I may be wrong here. But I convinced that if all had been left to my Grandmother in terms of my upbringing from age five into early adulthood, I would have have graduated from high school as a girl. I would have attended college as a young woman. My life beyond college would have been as a woman. My Grandmother passed away during my sophomore years of high school so maybe it would never have happened. If I had not decided when I was twelve to return to my life as a boy, if I had spent the seventh grade, the eighth grade, my freshman year of high school and the better part of my sophomore year of high school as a girl, would I have continued living as a girl living finally with my family? This is a question that cannot be answered. It does however seem more likely than not that by age fifteen, it would have been difficult for me to live the life of a boy.
Why did my grandmother raised me as a girl for seven years? Why did she even want to raise me as a girl? My dad had been an only child and she had wanted a large family — including a daughter (or daughters.) The Great Depression (and to a lesser extent the Second World War) kept her from the family she desired. As she had never had a daughter, she wanted a granddaughter. And the first three children born as grandchildren of hers were all male — sons, grandsons.

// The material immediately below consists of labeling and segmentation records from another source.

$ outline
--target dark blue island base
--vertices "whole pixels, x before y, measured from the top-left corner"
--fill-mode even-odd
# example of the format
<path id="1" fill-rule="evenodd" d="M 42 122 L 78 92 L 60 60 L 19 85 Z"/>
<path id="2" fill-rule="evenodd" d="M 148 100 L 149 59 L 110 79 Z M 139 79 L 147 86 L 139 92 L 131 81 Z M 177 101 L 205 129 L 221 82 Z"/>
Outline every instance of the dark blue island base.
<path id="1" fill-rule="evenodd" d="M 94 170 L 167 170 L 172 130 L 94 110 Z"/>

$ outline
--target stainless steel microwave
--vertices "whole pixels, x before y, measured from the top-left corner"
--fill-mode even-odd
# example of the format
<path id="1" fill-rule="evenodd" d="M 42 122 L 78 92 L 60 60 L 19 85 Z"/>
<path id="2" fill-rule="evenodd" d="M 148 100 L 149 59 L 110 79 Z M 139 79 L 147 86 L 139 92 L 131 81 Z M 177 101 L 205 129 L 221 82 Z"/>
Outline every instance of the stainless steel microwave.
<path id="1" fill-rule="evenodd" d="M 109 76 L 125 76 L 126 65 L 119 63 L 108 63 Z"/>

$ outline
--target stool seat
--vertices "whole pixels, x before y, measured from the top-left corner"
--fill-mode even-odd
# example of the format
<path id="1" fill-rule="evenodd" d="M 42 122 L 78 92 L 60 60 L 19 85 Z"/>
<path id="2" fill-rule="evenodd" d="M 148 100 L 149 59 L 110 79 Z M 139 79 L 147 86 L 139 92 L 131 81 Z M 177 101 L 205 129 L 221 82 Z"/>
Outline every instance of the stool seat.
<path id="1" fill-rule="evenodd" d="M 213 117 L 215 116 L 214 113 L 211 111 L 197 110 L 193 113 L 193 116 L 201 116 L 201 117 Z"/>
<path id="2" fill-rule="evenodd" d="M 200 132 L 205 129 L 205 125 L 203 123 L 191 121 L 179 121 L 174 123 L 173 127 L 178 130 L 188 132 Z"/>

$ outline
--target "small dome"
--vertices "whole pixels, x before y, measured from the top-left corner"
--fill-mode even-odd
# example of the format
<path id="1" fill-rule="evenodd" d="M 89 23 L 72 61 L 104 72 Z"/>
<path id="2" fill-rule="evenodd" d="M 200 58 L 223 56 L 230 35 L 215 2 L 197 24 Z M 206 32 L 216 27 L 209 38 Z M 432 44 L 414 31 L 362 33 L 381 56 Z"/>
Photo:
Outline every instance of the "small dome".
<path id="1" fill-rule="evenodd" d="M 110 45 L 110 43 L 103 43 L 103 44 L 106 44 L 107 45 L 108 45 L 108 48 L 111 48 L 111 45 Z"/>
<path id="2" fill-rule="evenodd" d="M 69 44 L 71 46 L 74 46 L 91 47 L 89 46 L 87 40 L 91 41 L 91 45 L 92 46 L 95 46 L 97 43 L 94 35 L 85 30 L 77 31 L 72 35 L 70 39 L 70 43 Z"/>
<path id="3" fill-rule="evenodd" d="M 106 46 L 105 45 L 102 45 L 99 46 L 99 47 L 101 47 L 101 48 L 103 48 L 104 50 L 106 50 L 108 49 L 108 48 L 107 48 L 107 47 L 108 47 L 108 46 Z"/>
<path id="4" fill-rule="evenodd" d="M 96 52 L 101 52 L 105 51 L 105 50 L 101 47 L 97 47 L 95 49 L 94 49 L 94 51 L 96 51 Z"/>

When I was four years old, my Grandmother started dressing me up as a girl — and would often take me out shopping for girl clothes. She did so because I had often expressed a desire to be a girl. Why did I want to be a girl? Maybe it is because I knew both my parents and my Grandma had wanted me to be a girl. I do not want to get into this whole ordeal at this time because I feel it is a bit of a ‘which came first the chicken or the egg?’ dilemma. Bottom line by the time I had turned five years old both my Grandma and myself wanted me to be a girl.